Elle semblait lointaine, gracieuse statuette figée en pleine lumière, offerte à l'admiration de tous. Un léger frisson la saisit, son regard erra sur l'assistance pour venir se poser sur la grande cheminée illuminée par une flambée dont elle croyait déjà sentir la chaleur pénétrer son corps transi. Glissant à travers la pièce, uniquement préoccupée par l'âtre qui l'attirait de tous ses feux, elle négligeait  les ébauches de vachardises qui se murmuraient à son passage :

« - Alors c'est elle ? Mon dieu, mais c'est une indigène… » « - Il a toujours été anticonformiste, mais là… tout de même… » Arrivée près de la cheminée, d'un geste élégant, elle quitta son châle qu'elle posa sur le dos d'un grand fauteuil qui lui tendait les bras. Ils virent tous la minerve qu'elle portait autour du cou, aussi fièrement que les femmes girafes leurs colliers ou Saturne son anneau. Elle s'est assise légèrement au bord du fauteuil, tendant ses mains vers les flammes, en geste d'offrande.

 

Des applaudissements ont retenti : le consul venait d'entrer.
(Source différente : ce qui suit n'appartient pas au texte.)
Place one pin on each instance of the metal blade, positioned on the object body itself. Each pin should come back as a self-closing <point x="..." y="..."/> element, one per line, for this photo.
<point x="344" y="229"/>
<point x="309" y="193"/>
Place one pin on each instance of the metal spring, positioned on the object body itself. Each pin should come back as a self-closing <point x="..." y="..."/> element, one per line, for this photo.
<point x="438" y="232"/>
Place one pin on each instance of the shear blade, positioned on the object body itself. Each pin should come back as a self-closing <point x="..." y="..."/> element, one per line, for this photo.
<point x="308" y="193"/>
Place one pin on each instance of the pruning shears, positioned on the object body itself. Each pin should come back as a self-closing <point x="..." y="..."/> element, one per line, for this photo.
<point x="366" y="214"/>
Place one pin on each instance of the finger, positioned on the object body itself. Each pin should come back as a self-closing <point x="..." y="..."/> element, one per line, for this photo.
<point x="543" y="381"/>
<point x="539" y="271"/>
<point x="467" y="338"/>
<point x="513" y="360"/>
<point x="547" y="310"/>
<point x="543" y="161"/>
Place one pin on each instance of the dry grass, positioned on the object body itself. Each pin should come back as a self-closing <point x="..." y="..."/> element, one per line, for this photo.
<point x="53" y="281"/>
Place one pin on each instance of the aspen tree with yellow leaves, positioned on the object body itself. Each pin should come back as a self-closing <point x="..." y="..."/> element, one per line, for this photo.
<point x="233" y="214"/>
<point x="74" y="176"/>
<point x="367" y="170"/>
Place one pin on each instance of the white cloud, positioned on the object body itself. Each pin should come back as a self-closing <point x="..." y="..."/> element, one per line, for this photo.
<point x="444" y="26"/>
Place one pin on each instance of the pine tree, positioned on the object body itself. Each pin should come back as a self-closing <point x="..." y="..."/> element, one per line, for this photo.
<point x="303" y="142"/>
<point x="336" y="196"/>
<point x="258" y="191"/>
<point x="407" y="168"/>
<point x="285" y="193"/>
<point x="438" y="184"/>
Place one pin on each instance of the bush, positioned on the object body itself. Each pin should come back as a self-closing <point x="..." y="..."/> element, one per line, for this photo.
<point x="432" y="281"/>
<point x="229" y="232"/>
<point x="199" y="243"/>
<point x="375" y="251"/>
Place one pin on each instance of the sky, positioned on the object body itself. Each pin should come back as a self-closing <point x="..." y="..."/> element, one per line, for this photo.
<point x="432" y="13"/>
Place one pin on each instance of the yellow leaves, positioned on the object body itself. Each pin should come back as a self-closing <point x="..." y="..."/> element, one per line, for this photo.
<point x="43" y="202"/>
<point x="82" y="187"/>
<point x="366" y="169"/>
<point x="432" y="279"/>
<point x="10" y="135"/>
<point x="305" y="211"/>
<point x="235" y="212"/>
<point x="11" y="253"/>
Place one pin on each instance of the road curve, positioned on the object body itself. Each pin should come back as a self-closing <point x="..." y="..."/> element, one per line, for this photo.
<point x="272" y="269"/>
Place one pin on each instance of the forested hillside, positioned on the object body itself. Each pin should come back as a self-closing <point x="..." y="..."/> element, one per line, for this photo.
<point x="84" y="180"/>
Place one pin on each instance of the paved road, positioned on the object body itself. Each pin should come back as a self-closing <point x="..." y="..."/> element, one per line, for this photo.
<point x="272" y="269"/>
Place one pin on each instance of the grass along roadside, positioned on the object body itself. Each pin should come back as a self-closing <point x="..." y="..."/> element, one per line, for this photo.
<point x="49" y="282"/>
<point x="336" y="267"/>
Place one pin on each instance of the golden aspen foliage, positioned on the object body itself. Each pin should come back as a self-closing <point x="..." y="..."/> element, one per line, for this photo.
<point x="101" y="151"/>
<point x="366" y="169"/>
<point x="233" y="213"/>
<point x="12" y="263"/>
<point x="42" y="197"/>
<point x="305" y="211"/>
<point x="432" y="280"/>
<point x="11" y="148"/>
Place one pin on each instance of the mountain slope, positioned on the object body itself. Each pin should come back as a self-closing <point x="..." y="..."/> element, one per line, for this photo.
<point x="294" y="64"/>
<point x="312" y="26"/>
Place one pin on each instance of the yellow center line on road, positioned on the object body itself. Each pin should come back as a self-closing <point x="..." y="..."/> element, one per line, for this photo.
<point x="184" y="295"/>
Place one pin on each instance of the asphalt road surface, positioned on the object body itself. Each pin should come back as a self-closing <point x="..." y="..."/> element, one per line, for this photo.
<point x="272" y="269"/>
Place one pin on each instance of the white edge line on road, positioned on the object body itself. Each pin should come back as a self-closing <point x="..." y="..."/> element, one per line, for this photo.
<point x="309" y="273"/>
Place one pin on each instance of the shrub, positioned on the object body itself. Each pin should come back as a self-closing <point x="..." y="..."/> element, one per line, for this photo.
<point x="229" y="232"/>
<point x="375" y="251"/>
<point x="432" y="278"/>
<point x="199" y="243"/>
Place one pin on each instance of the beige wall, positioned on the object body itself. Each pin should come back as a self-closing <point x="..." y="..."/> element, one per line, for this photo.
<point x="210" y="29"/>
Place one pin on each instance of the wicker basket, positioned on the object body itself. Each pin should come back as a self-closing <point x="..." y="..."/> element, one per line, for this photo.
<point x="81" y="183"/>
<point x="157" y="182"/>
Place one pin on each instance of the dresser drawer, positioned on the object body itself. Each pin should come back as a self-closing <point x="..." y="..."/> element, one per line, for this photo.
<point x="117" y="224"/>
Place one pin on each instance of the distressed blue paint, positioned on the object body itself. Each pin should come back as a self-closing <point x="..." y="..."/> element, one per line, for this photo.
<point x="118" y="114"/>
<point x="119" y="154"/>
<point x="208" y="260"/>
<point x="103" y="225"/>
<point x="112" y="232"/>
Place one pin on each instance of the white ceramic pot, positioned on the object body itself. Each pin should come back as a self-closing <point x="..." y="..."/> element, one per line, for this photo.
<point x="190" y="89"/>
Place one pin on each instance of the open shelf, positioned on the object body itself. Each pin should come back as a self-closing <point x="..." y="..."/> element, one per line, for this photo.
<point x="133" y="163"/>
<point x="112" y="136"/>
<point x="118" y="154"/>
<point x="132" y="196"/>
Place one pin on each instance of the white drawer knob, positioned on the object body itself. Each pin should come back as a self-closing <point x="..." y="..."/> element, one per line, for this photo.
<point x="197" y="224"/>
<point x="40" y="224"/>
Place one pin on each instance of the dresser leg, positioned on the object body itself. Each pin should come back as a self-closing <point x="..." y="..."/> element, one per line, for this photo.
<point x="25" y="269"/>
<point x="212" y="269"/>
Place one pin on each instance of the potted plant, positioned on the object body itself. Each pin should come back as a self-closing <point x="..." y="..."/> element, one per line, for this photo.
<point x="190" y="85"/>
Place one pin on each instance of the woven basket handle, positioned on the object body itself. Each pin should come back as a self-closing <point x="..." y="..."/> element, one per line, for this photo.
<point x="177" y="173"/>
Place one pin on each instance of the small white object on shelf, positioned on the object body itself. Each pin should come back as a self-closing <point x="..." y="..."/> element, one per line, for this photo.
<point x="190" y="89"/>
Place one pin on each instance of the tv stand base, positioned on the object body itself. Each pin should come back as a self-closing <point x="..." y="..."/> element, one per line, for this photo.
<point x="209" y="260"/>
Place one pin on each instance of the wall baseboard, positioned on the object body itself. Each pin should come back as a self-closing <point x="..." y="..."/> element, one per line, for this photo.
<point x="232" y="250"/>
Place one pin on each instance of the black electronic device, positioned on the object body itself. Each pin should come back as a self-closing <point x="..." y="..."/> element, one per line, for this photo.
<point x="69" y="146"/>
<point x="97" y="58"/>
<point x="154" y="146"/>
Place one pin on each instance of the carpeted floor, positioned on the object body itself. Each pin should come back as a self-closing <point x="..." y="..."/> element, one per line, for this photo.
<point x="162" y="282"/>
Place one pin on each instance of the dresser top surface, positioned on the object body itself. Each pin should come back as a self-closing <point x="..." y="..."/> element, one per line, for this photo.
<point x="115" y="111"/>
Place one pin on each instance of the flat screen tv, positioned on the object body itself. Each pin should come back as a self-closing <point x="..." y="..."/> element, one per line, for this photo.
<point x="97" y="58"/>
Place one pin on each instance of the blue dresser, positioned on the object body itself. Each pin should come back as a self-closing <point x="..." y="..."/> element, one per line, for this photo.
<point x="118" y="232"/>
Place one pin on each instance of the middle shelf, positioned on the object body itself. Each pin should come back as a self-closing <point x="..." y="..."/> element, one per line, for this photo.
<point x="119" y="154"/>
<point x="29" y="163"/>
Souriant à son habitude, ses yeux frôlaient les femmes, saluaient les hommes, cherchaient. Il la vit, digne silhouette assise, esseulée. Son cœur débordait d'amour : elle était son réveil, la renaissance qu'il appelait de tous ses vœux dans une existence qu'il souhaitait purger des plaisirs faisandés dont il avait plus que largement usé. Dégoûté de lui, désabusé de son métier, indifférent aux autres, il cachait soigneusement sous un vernis mondain irréprochable les blessures d'une vie cabossée. Et, alors qu'il n'attendait plus rien de la vie, ils s'étaient rencontrés de plein fouet : elle quittait en courant le temple dans lequel elle faisait ses dévotions, lui faisait des photos et a interrompu brutalement sa course par un geste malencontreux du bras. Le choc l'avait renversée et elle avait poussé un cri qui lui avait transpercé le cœur. Tous sens annihilés, il s'était précipité, l'avait prise dans ses bras pour la secourir car elle gémissait en se tenant le cou.

 

Depuis, il ne vivait que pour elle, ne voyait qu'elle, comme à cet instant où, enfin, il allait la rejoindre, sa déesse, son phénix, son amour.